Néanmoins, la viabilité de ce gène ATM réduit n’a pas été vérifiée. L’équipe espagnole s’est focalisée pour l’instant sur une étude de faisabilité technique.
À noter que, contrairement à l’équipe anglaise, l’équipe espagnole vise plus le système immunitaire que le système nerveux.
S’agissant d’un travail de laboratoire exploratoire, d’éventuelles retombées pour un traitement de la maladie ne sont pas envisageables à court ni même moyen terme.
Italie
Enfin, la dernière intervention concernait Erydel.
Son responsable scientifique Günter Janhofer a fait un point de la situation et le démarrage du nouvel essai de phase III demandé spécifiquement par la FDA américaine qui devrait débuter bientôt. L’autorité européenne n’a pour l’instant pas demandé de condition supplémentaire et le traitement devrait être disponible fin 2024.

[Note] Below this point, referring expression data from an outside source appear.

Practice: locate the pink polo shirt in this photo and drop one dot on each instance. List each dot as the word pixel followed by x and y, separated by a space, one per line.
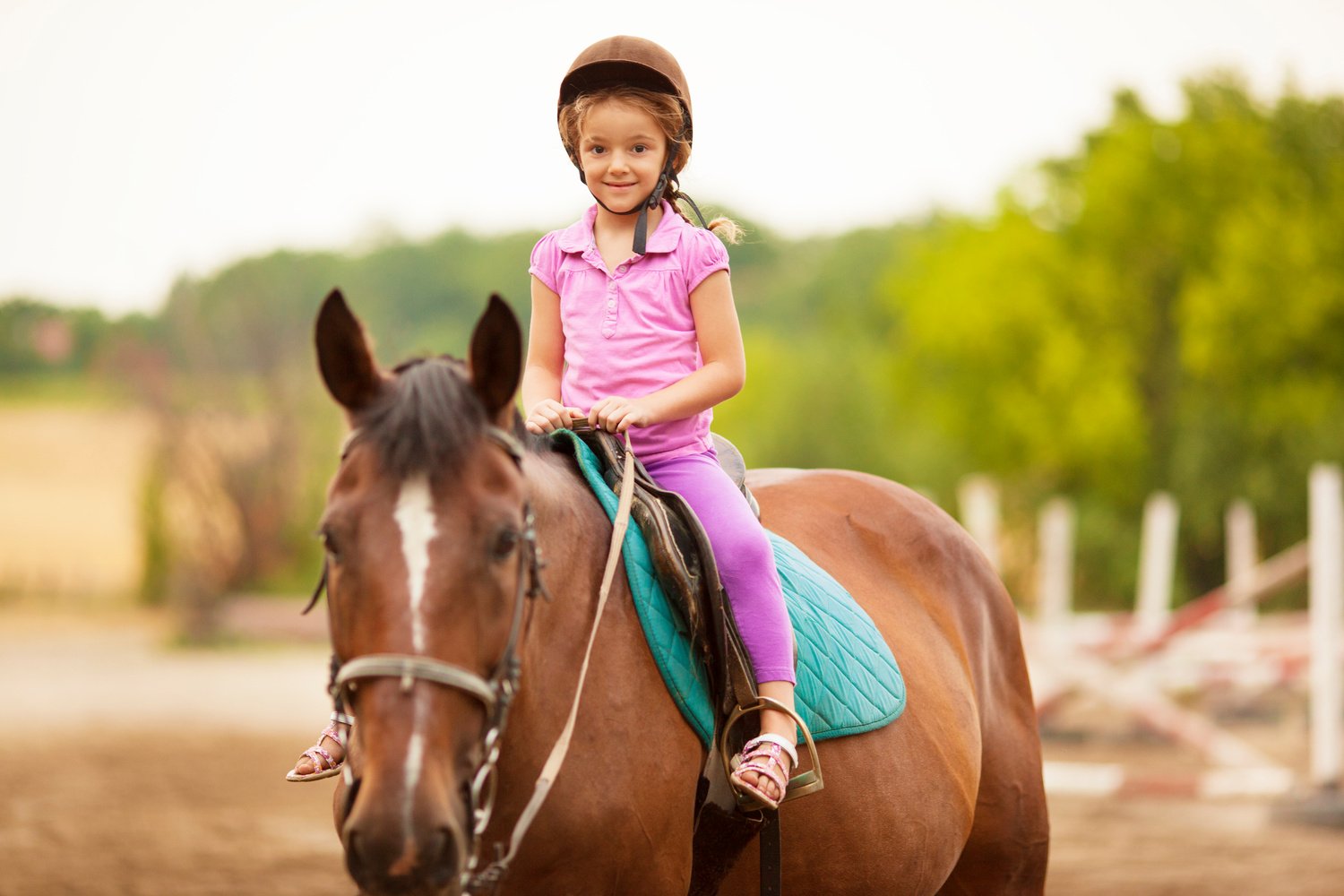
pixel 631 331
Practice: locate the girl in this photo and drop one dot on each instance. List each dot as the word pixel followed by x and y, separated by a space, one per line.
pixel 633 328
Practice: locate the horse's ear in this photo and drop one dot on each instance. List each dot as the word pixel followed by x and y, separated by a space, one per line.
pixel 344 357
pixel 496 359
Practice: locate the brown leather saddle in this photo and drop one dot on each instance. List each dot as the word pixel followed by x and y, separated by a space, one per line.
pixel 685 565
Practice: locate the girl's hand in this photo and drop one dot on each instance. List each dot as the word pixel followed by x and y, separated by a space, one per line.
pixel 616 414
pixel 550 416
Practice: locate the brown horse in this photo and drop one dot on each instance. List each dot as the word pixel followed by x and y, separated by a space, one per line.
pixel 440 616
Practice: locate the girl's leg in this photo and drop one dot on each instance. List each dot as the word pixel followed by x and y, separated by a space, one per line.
pixel 746 567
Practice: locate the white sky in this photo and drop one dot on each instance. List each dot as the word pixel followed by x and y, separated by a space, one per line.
pixel 144 139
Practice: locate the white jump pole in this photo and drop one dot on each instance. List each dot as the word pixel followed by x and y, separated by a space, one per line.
pixel 1325 583
pixel 1242 559
pixel 1055 571
pixel 1156 565
pixel 978 497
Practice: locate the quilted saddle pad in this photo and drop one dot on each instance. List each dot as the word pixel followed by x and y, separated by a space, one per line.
pixel 849 680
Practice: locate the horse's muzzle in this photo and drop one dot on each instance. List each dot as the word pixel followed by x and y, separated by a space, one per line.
pixel 418 853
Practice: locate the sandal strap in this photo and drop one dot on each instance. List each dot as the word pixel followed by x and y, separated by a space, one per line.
pixel 773 769
pixel 771 739
pixel 317 755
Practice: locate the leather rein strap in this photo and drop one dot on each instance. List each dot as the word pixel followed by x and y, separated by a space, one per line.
pixel 496 692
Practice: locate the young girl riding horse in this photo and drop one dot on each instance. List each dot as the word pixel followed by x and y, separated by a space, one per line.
pixel 633 328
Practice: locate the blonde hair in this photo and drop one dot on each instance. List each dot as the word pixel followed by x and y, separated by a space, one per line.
pixel 666 110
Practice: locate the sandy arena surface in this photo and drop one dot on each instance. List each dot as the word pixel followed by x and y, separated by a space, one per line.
pixel 131 767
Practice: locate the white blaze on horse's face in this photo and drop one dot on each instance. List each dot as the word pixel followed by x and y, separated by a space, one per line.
pixel 416 517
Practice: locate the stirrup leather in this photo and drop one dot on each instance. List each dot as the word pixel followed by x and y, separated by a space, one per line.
pixel 803 782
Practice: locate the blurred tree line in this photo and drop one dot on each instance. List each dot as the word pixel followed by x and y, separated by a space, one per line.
pixel 1163 309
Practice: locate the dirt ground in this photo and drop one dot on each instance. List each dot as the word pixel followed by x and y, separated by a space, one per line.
pixel 131 767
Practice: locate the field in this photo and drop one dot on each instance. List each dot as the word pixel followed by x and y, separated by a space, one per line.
pixel 134 767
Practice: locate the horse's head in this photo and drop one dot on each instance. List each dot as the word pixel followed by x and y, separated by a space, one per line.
pixel 429 551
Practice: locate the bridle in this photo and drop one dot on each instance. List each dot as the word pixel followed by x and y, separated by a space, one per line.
pixel 496 692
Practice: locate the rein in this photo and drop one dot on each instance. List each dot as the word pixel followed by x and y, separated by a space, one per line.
pixel 495 694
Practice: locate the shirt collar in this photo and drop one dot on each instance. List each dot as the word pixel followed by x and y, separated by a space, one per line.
pixel 578 237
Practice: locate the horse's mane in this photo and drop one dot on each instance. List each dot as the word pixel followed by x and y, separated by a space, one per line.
pixel 426 421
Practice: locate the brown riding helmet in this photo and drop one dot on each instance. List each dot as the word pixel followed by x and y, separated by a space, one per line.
pixel 624 61
pixel 631 62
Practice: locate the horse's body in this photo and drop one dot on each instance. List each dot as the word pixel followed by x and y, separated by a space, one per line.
pixel 946 799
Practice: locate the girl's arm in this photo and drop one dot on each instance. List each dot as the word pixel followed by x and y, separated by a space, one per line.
pixel 545 365
pixel 720 378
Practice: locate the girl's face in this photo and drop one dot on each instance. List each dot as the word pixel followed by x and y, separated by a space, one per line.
pixel 623 151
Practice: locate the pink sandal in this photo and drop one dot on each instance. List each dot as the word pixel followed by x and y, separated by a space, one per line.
pixel 323 762
pixel 762 756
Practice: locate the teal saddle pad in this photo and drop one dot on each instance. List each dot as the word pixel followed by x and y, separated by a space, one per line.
pixel 849 681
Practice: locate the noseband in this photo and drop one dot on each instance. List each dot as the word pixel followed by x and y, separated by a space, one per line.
pixel 495 694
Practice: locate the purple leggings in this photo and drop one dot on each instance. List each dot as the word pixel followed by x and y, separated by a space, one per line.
pixel 745 557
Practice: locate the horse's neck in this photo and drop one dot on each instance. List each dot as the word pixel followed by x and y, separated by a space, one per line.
pixel 574 536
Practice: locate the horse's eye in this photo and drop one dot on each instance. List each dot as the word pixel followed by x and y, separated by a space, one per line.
pixel 505 541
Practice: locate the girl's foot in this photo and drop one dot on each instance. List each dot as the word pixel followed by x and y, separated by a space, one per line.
pixel 327 756
pixel 761 771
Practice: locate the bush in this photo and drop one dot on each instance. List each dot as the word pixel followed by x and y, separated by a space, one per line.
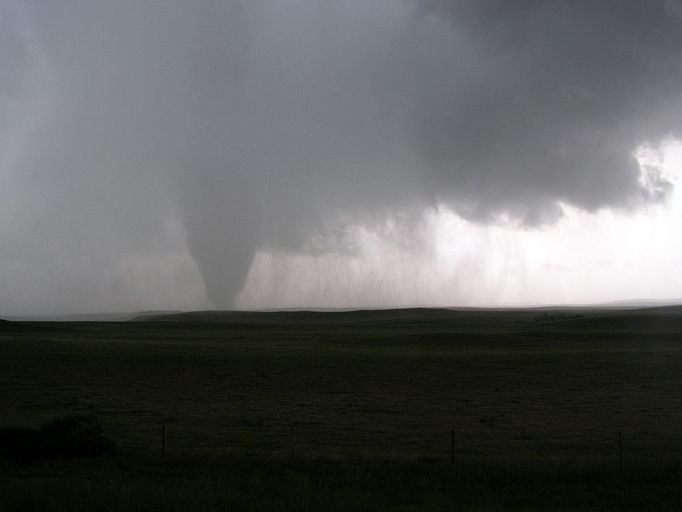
pixel 60 438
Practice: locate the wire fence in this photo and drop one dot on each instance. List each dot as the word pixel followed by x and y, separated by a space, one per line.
pixel 298 441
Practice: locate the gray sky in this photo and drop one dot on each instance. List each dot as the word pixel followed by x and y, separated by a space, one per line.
pixel 150 150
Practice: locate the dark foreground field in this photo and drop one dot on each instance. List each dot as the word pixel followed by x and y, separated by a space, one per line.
pixel 536 401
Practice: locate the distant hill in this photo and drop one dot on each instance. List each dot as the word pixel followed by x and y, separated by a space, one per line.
pixel 93 317
pixel 568 315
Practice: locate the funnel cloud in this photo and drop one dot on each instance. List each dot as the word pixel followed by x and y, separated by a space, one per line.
pixel 135 133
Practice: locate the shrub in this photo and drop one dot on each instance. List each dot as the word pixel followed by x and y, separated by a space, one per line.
pixel 60 438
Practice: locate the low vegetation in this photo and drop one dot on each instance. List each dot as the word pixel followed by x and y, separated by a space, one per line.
pixel 354 411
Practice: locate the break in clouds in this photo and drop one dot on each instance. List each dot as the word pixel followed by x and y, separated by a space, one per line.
pixel 134 133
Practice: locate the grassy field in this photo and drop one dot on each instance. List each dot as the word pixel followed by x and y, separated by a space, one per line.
pixel 536 399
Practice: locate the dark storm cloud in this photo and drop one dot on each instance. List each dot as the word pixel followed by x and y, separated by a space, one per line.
pixel 258 123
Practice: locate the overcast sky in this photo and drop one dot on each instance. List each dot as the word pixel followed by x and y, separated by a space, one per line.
pixel 189 154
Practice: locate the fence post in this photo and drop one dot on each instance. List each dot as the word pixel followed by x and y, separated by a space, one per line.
pixel 452 447
pixel 163 439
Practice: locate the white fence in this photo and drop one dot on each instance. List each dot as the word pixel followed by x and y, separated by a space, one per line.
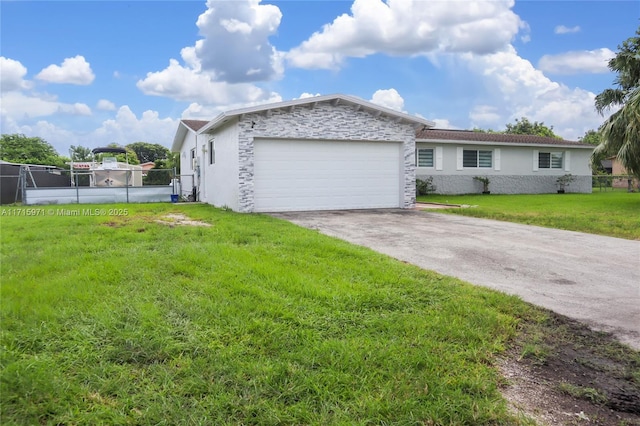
pixel 93 195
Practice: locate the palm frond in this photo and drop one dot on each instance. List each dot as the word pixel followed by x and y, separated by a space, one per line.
pixel 621 134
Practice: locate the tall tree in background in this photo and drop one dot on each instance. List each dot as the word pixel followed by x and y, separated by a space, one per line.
pixel 593 137
pixel 81 153
pixel 131 156
pixel 18 148
pixel 149 151
pixel 523 126
pixel 621 132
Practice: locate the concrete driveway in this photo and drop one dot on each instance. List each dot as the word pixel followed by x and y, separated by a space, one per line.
pixel 590 278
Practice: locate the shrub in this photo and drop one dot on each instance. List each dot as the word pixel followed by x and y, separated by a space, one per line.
pixel 425 186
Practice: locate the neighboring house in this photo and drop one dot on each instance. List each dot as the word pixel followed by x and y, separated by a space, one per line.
pixel 514 164
pixel 147 166
pixel 325 152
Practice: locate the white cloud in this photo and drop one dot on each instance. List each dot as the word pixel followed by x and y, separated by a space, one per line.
pixel 127 128
pixel 577 62
pixel 409 27
pixel 561 29
pixel 17 106
pixel 515 89
pixel 443 123
pixel 74 70
pixel 305 95
pixel 187 84
pixel 12 74
pixel 236 40
pixel 389 98
pixel 105 105
pixel 208 112
pixel 218 69
pixel 482 115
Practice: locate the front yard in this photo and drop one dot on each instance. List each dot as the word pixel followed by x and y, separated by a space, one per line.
pixel 141 314
pixel 612 213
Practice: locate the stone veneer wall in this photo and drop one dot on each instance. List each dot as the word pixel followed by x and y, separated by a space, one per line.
pixel 465 184
pixel 321 121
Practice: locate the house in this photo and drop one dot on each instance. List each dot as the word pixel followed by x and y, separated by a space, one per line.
pixel 514 164
pixel 186 142
pixel 319 153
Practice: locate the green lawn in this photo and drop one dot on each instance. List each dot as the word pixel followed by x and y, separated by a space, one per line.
pixel 123 320
pixel 613 213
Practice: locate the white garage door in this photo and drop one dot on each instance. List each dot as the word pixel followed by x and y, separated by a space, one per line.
pixel 291 175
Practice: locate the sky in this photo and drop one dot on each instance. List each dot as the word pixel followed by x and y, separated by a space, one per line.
pixel 91 73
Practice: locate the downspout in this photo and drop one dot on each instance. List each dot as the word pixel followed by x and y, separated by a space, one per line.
pixel 203 181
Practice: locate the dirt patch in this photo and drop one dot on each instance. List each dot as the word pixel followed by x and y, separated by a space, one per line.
pixel 428 206
pixel 563 373
pixel 175 219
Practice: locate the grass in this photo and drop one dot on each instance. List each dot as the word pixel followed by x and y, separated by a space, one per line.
pixel 612 213
pixel 123 320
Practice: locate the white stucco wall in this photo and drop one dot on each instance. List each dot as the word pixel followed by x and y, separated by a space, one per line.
pixel 189 176
pixel 220 179
pixel 516 174
pixel 323 121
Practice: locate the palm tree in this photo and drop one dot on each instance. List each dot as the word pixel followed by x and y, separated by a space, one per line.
pixel 621 131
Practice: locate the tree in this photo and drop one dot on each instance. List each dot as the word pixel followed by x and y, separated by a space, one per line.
pixel 593 137
pixel 18 148
pixel 621 131
pixel 525 127
pixel 149 151
pixel 131 156
pixel 81 153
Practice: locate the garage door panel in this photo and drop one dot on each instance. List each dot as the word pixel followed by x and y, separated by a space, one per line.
pixel 319 175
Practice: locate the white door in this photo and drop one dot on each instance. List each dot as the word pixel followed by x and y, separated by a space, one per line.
pixel 292 175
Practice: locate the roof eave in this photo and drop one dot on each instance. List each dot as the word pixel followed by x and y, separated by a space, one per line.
pixel 466 142
pixel 416 122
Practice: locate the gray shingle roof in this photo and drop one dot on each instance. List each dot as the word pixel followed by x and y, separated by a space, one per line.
pixel 471 136
pixel 194 125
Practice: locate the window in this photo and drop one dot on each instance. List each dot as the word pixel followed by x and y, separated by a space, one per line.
pixel 550 160
pixel 472 158
pixel 424 157
pixel 212 153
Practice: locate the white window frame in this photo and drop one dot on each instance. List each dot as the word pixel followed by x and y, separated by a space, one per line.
pixel 477 162
pixel 433 158
pixel 553 156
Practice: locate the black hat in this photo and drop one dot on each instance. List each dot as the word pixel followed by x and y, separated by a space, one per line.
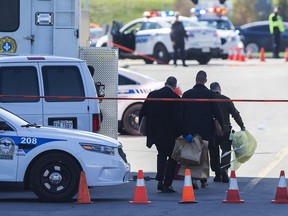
pixel 171 81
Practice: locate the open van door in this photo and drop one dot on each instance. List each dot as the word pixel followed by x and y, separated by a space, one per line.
pixel 15 27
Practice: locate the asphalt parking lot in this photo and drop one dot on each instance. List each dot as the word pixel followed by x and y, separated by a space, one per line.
pixel 257 179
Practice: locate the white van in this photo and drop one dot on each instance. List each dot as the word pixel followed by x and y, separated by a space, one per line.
pixel 50 90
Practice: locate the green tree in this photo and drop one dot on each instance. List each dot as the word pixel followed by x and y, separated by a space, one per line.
pixel 183 6
pixel 243 12
pixel 283 4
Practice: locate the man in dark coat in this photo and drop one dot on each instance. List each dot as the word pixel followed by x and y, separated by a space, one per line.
pixel 164 124
pixel 227 109
pixel 178 35
pixel 199 119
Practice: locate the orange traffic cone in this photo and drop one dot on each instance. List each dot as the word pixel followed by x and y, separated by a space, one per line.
pixel 286 54
pixel 233 195
pixel 140 195
pixel 236 54
pixel 249 53
pixel 242 56
pixel 83 191
pixel 188 192
pixel 262 54
pixel 230 54
pixel 281 193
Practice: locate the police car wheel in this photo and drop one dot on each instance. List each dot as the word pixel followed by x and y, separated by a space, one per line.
pixel 204 59
pixel 161 54
pixel 131 119
pixel 55 177
pixel 148 61
pixel 252 47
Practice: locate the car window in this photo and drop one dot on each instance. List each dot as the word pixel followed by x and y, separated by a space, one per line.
pixel 187 23
pixel 219 24
pixel 19 81
pixel 150 25
pixel 62 81
pixel 133 28
pixel 125 81
pixel 260 28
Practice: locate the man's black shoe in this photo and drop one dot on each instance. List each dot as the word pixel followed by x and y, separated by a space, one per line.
pixel 195 185
pixel 169 189
pixel 204 184
pixel 225 178
pixel 160 185
pixel 217 178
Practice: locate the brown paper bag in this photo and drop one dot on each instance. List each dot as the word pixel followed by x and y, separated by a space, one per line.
pixel 191 152
pixel 179 144
pixel 202 170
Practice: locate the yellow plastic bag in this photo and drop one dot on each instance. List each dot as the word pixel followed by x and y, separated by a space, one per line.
pixel 244 145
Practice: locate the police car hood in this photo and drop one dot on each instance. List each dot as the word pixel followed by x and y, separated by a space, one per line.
pixel 226 33
pixel 73 134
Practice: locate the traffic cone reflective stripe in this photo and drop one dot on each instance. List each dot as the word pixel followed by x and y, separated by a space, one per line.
pixel 233 195
pixel 83 191
pixel 262 54
pixel 242 56
pixel 188 192
pixel 286 54
pixel 140 195
pixel 230 54
pixel 281 192
pixel 249 53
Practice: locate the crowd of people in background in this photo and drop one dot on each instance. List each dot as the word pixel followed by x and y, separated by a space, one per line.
pixel 169 119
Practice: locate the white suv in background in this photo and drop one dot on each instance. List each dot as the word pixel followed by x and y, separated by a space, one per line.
pixel 225 28
pixel 148 38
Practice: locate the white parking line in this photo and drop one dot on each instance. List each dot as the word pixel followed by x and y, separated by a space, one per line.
pixel 264 172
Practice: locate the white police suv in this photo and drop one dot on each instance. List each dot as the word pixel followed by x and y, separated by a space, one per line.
pixel 49 159
pixel 215 17
pixel 149 38
pixel 133 85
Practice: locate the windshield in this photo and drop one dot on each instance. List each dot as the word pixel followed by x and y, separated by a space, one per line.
pixel 219 24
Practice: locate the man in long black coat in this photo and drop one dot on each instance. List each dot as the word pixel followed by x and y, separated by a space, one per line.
pixel 164 124
pixel 226 109
pixel 199 118
pixel 178 35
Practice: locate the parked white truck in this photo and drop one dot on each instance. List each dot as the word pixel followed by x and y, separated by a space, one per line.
pixel 50 27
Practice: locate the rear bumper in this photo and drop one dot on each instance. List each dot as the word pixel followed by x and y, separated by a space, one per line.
pixel 195 53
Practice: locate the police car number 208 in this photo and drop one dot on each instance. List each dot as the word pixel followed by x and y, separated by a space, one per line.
pixel 50 159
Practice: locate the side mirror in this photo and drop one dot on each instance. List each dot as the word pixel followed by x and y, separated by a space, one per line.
pixel 100 88
pixel 5 127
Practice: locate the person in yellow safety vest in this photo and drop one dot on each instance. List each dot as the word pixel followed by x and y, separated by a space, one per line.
pixel 276 27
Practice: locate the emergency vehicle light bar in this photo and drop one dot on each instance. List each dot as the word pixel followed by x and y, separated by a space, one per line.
pixel 153 13
pixel 219 11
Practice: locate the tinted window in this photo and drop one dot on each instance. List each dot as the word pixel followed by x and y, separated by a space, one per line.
pixel 62 81
pixel 9 15
pixel 19 81
pixel 133 28
pixel 261 28
pixel 150 25
pixel 125 81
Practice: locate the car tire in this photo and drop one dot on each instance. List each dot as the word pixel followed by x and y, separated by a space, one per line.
pixel 252 47
pixel 131 119
pixel 161 54
pixel 55 177
pixel 204 59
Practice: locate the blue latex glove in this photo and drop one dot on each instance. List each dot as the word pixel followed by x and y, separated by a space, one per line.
pixel 189 138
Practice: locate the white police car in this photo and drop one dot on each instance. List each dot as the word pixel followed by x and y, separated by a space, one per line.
pixel 214 17
pixel 149 38
pixel 50 159
pixel 134 85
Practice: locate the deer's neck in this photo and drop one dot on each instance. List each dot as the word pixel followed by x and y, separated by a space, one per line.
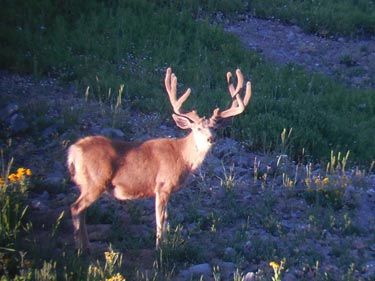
pixel 192 153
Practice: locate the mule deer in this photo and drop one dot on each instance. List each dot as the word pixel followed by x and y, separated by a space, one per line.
pixel 157 167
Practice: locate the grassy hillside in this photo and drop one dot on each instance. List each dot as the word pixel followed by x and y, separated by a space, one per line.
pixel 102 45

Mr Janhofer a rappelé que ce traitement par cortisone n’avait pas apparemment eu d’effet secondaire à long terme et s’adressait surtout aux enfants dans la tranche 6-9 ans.
À noter que le traitement proposé est suivi depuis le départ par l’hôpital Necker et plus particulièrement le CEREDIH : si les données confirment qu’il apporte un bénéfice, alors il sera proposé.
Conclusion
Pour résumer, ce webinaire qui a réuni près de 220 personnes de 25 pays était plutôt intéressant, notamment pour faire le point sur la connaissance du cervelet et les approches de thérapie génique.
Sur ces dernières, il est important de noter qu’à l’heure actuelle, personne ne sait vraiment quels seraient les effets d’une thérapie génique pour l’AT. Nous notons par exemple que la plupart ne visent qu’une partie des symptômes (à l’exception du projet de James Dixon, encore qu’il ne parle pour l’instant que de cibler les problèmes neurologiques). Nous ne savons pas non plus si une thérapie génique stopperait seulement la maladie, en améliorerait les symptômes, permettrait de réparer certains dommages ou, à l’inverse, si elle ne présenterait pas un risque…
C’est la raison pour laquelle il faut continuer à chercher à comprendre le fonctionnement du gène ATM, à l’image de la chercheuse texane ou des programmes de recherche qu’ATEurope finance : trouver des cibles de traitement et réparer des fonctions pourrait être initialement plus rapide par cette voie !
Nous remercions Action For AT pour son organisation parfaite qui a demandé une grosse préparation et des moyens techniques conséquents.